4 The inquiry panel members were: Lincoln Crawford (barrister); David Crepaz-Keay (deputy director, Mental Health Media); Ivan Massow (chair, Massow’s independent financial advisers); Julia Neuberger (chief executive, King’s Fund); Denise Platt (Chief Inspector, Social Services Inspectorate); Pola Manzilla Uddin (member of the House of Lords).

Report available from: Mind Publications, 15-19 Broadway, London E15 4BQ, tel 020 8221 9666, fax 020 8534 6399, e-mail publications@mind.org.uk (£9.99 + £1 p&p).Executive summary (available in English or Welsh) £1+31p p&p. Bulk orders on request. Eight-page large-print executive summary (English) £1.25+40p p&p. Audiocassette executive summaries (English) £2+50p p&p.

Sara Dunn is a freelance writer and editorial consultant specialising in health and social care issues. She was author of the Creating Accepting Communities report

‘Social inclusion must come down to somewhere to live, something to do, someone to love. It’s as simple – and as complicated – as that. There are all kinds of barriers to people with mental health problems having those three things.’

Charles Fraser, Mind inquiry witness

Creating accepting communities: Mind’s recommendations

The social exclusion of people with mental health problems must be tackled at national policy level. The Social Exclusion Unit in Westminster and the social inclusion branch of the Housing and Community Renewal Division in the Welsh Assembly, with their essential cross-departmental remit, should urgently review all policy affecting those with mental health problems.

Comprehensive and enforceable anti-discrimination legislation, based on an inclusive definition of disability, must replace the limited Disability Discrimination Act. The new Disability Rights Commission must take a proactive approach to enforcing any new anti-discrimination law.

The government’s proposed new Mental Health Act should enshrine the principle of non-discrimination on grounds of mental ill-health.

Further benefit reforms to ‘make work pay’ and overcome the many barriers to employment for people with mental health problems must be implemented.

The government and health education and promotion agencies, in partnership with local authorities, voluntary bodies and mental health service providers, must use the public education resources at their disposal to challenge the perception of the link between violence and mental ill-health.

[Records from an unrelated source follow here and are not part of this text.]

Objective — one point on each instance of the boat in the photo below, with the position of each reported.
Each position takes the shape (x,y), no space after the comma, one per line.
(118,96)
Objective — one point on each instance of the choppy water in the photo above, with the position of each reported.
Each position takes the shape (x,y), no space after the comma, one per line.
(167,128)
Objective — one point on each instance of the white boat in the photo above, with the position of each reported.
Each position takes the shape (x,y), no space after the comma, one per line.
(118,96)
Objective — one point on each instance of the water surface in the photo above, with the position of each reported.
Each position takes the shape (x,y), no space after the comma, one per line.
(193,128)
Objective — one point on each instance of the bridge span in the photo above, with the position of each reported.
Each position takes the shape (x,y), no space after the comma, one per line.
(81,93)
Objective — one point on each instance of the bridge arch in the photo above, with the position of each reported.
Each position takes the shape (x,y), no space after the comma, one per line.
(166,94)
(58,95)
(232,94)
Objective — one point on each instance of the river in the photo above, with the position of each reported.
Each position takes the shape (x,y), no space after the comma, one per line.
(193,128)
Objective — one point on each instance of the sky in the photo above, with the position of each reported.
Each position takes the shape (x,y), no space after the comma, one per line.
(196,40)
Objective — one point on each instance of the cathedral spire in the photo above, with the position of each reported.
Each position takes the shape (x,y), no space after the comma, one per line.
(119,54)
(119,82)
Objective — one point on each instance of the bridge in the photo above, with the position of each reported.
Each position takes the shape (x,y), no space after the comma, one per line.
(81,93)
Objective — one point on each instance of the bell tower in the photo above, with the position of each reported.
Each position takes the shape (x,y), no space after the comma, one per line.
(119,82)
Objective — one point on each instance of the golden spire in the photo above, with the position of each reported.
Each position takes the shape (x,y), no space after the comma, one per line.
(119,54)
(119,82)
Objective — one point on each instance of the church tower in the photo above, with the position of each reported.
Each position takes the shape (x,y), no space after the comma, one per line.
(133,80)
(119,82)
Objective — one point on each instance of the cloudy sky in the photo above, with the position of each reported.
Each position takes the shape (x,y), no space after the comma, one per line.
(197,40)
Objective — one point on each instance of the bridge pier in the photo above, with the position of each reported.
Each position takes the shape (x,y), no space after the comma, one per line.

A co-ordinated national initiative must be established to promote employment for mental health service.

Mental health services must ensure that the experience of exclusion is included in all aspects of service assessments such as the Care Programme Approach (England) or Mental Illness Strategy (Wales). Improvements outlined in the National Service Framework for Mental Health for England, for example, are meaningless if clinical mental health issues are divorced from the everyday reality of people’s lives.

Mental health services must work in partnership with service users to ensure they have access to activities and relationships in the communities of their choice, and can, as far as possible, live the lives that they choose.

Mental health service providers in the statutory and voluntary sectors need to take the lead as employers, by valuing the contribution user bring to mental health work and by encouraging their appointment.

Local authorities, education bodies, employment agencies and all health and social services providers have a role, and a stake, in promoting social inclusion for people with mental health problems. Mental health services themselves must take a lead in initiating links with agencies outside their traditional working partners. Effective working together can begin to create and more inclusive and a mentally healthier society.